Provider cross-coverage procedure
Determine how long the provider will be out
Determine how long the provider will be out
- Check the posted cluster calendar for absence greater than 24 hours
- Note staff messages sent from provider going on leave
- Tell visiting locums/floats when the absent provider will return
Covering for a regular day off
- Read all new and address all urgent
- Urgent issues are most likely found in
Patient calls/ call back
Results
Staff Messages
PCP paper inboxes
“!” messages of any type - RX authorizations- Clinical judgment will determine whether controlled substances should be authorized (hospice) or held until PCP returns
Manage non-urgent work
- Preventing the building up of work is essential for the smooth operation of the clinic.

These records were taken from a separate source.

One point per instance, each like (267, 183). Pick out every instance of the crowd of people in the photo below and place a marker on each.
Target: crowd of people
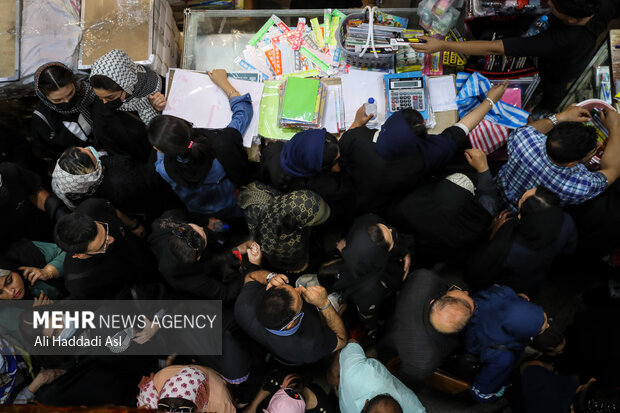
(323, 253)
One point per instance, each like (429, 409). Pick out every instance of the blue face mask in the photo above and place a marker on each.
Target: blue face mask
(94, 152)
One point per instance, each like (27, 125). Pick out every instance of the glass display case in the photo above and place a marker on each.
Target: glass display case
(213, 38)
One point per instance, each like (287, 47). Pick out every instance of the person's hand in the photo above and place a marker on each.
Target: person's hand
(158, 101)
(406, 260)
(146, 333)
(611, 119)
(315, 295)
(477, 159)
(140, 231)
(341, 244)
(573, 113)
(360, 118)
(430, 45)
(500, 220)
(277, 280)
(33, 274)
(42, 300)
(255, 255)
(497, 91)
(45, 376)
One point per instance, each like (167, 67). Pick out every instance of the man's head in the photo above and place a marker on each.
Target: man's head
(570, 143)
(187, 242)
(383, 403)
(451, 312)
(279, 308)
(82, 236)
(573, 12)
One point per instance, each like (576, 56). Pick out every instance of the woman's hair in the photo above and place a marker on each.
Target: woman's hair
(185, 244)
(542, 199)
(173, 136)
(416, 122)
(105, 83)
(54, 78)
(76, 162)
(330, 151)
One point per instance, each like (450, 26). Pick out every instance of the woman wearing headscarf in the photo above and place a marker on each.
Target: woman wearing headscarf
(448, 215)
(205, 167)
(129, 98)
(281, 224)
(191, 388)
(83, 173)
(522, 248)
(309, 161)
(501, 327)
(385, 165)
(376, 259)
(62, 117)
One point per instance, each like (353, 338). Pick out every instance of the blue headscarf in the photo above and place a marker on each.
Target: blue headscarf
(302, 156)
(502, 319)
(396, 139)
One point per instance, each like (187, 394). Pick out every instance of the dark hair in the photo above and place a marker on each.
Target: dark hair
(186, 244)
(172, 136)
(448, 300)
(54, 78)
(416, 122)
(382, 399)
(577, 8)
(330, 151)
(275, 308)
(76, 162)
(570, 142)
(74, 232)
(105, 83)
(376, 236)
(542, 199)
(599, 397)
(547, 340)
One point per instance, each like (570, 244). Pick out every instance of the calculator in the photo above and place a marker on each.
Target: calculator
(406, 91)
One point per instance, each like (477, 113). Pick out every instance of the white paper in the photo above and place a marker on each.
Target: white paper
(357, 87)
(195, 98)
(442, 93)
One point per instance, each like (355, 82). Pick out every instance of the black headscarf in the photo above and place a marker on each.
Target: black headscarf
(84, 94)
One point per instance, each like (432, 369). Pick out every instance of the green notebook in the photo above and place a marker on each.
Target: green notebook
(300, 96)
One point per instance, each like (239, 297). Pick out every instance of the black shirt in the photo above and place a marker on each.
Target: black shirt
(309, 344)
(102, 276)
(421, 348)
(563, 50)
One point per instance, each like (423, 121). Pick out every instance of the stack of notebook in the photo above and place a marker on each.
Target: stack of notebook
(302, 101)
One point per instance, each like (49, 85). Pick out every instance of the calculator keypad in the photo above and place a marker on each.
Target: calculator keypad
(404, 99)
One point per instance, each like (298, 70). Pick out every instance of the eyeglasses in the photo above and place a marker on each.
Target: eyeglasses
(298, 316)
(185, 234)
(104, 247)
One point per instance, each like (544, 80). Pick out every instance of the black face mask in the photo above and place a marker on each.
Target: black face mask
(114, 104)
(72, 103)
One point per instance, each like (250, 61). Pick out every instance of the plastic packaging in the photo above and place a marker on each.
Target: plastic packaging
(538, 26)
(370, 108)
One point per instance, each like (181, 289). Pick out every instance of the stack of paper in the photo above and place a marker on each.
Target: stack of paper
(302, 103)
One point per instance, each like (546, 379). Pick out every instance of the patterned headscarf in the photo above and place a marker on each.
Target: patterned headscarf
(85, 94)
(189, 384)
(73, 188)
(138, 81)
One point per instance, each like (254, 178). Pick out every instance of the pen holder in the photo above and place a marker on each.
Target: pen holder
(368, 59)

- Moving simple/straightforward tasks forward even on regular days off is helpful.
- Examples: Medication Cosign/ Order cosign
Keep a clear inbox
- A clear inbox can minimize time spent doing cross coverage and reduce error. Keeping one’s own inbox clear is helpful for regular day-off coverage and more extended absence as well.

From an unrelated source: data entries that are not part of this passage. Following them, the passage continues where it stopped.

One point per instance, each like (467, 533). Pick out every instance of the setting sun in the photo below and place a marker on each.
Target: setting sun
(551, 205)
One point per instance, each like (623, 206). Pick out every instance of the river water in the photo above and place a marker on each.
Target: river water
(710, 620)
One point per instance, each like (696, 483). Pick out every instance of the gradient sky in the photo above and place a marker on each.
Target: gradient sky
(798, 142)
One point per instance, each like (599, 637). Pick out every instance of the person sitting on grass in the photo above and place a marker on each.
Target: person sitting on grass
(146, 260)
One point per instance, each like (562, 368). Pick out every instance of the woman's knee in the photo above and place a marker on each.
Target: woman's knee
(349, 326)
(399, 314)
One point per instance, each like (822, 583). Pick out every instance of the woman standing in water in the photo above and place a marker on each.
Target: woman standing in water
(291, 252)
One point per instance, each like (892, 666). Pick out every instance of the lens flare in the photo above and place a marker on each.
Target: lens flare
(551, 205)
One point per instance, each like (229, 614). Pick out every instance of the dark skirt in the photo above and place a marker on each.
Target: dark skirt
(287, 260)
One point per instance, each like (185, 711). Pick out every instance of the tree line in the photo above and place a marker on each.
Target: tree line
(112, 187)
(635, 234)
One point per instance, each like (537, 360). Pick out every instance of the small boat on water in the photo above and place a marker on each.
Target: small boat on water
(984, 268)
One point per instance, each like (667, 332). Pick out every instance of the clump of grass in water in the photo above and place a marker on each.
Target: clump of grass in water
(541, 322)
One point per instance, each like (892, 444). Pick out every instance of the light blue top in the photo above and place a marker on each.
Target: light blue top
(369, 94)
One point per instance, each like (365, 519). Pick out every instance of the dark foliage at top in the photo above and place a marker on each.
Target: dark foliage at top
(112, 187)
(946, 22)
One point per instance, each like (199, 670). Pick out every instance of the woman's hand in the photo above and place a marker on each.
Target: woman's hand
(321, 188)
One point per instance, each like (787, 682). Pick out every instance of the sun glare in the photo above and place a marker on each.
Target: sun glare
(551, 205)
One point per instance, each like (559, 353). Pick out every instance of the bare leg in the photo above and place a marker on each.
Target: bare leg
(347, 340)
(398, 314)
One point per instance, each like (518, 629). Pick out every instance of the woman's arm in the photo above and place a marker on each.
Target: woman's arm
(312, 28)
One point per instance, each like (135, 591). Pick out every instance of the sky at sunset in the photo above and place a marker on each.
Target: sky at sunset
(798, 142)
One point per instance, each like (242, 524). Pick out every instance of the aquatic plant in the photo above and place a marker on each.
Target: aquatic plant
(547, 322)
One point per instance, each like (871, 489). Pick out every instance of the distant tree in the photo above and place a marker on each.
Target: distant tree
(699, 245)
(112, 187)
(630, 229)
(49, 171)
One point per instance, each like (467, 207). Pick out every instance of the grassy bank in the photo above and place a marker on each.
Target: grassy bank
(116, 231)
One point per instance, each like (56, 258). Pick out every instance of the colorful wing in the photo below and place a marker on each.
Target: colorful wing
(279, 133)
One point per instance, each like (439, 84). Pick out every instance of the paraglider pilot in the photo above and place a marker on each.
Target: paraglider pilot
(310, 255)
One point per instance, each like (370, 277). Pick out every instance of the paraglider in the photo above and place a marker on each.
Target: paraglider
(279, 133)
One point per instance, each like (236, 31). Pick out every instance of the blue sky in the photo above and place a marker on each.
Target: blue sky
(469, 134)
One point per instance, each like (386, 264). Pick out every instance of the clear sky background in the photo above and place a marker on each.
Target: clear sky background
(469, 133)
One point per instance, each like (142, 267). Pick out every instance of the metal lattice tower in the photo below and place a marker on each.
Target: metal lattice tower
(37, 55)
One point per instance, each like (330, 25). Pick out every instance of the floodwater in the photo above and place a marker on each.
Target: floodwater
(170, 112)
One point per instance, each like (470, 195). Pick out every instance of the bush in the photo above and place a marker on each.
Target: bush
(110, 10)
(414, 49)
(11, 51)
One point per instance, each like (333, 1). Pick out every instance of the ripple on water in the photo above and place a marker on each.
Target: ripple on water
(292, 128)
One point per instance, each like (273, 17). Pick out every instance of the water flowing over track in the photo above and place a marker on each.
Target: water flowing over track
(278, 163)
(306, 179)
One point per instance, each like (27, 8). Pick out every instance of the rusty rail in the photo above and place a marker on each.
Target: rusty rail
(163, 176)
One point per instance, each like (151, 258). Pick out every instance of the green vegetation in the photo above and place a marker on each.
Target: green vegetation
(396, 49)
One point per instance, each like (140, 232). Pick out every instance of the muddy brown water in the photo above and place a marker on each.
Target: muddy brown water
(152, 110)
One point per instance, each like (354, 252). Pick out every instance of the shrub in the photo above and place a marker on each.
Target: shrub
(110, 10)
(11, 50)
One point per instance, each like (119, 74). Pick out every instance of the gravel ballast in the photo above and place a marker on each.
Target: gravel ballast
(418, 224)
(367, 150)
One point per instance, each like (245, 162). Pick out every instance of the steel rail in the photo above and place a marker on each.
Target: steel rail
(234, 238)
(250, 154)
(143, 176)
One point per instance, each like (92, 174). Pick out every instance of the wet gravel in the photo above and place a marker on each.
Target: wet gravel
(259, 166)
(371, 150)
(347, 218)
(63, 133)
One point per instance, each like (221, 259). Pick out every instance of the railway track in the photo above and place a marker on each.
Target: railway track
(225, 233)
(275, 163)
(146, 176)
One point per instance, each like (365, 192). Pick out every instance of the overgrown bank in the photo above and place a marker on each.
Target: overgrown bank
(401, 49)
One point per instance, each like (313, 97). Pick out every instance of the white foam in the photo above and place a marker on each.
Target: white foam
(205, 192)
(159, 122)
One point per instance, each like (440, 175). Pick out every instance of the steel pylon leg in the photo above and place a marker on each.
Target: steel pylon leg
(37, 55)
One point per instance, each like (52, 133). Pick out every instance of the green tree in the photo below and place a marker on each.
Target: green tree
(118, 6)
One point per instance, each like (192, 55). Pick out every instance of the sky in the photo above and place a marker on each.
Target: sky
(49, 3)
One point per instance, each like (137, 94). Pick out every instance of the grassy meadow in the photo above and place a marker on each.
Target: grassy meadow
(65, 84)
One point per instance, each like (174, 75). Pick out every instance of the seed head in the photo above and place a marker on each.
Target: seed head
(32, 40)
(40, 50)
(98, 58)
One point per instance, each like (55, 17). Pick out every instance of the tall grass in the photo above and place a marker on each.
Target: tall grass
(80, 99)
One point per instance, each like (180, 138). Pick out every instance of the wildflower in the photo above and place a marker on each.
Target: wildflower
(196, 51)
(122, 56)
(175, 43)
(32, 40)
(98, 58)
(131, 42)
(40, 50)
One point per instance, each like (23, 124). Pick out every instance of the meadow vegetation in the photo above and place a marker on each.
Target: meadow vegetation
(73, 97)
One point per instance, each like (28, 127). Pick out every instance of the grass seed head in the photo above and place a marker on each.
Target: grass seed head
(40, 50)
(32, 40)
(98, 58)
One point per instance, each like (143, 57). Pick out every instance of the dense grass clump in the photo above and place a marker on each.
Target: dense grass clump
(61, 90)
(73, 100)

Covering for a provider gone longer than one business day
- The inbox must be cleared of all urgent and non-urgent task
- Know how to forward date inbox material to a returning provider
- Reviewed but incomplete tasks or CC charts should be forwarded (using the forward date feature) to the PCP such that they arrive back in the basket the evening/day before the PCP returns. This will prevent tasks from being reviewed by multiple cross-covering providers.
Special Attention
Patients need to be notified of any results from testing done at central (holter monitor, DEXA scan, CT scan, ultrasound, echo, spirometry) ordered by a provider at Burien or pathology results from a procedure done at Burien. Occasionally, a result is urgent enough to warrant patient notification on a provider’s regular day off as well.